Data quantity is from Mars, data quality is from Venus:

Data quantity is intrinsic to business. As business grows, data quantity is bound to grow. Growth in data is intrinsic to business growth. Data quality, however is extrinsic, it has no concern for growth of business, or systems you put in place. Data quality will not remain stable, it will actually become worse as you add more systems, more master data and more users.

Unlike Data Quantity, measuring data quality is difficult:

Data quantity can be measured, and quantified in so that everybody understands. We understan what is 8 Terabyte worth of mortgage data, or data growth of 2 Tb per month, we can fathom the kind of beast. However, there is no such measure for Data quality. We cannot say that 200 Tb out of 2 Pb of data is dirty. We cannot say that 2% of all the data that we have is bad.

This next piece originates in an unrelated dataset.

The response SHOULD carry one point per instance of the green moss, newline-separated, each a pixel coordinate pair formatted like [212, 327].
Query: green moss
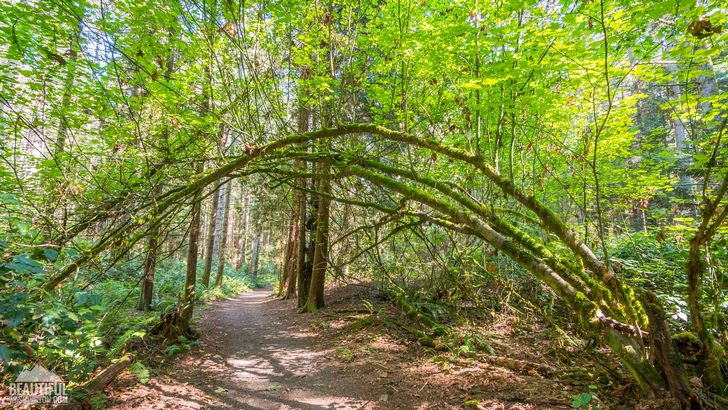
[685, 337]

Not only measuring, but identifying bad data is difficult:

Quantifying bad data is difficult because, identification of bad data is difficult. This reminds me of a story:

Each time Joe Schmo would buy a bottle of water, he would throw away 1/5th of the water and only then proceed to drinking form the bottle. His friend is perplexed and asks Joe Schmo about this unique behavior, to which the Joe Schmo proudly replies ‘I read in USA Today that almost 20% of the bottled water sold in the country is not drinkable, so I throw away 1/5th of the dirty water before drinking!’

Data quality is like that – it is all over in your data, it is not like a bad apple that you can pick out and throw.

Fixing Data Quality later is expensive!

Data quality standards should be embedded within every process when the process is defined. As Al identified, Deming spent his life teaching that ‘build quality into the product. Deming could teach a thing or two about data quality, but that is for another post!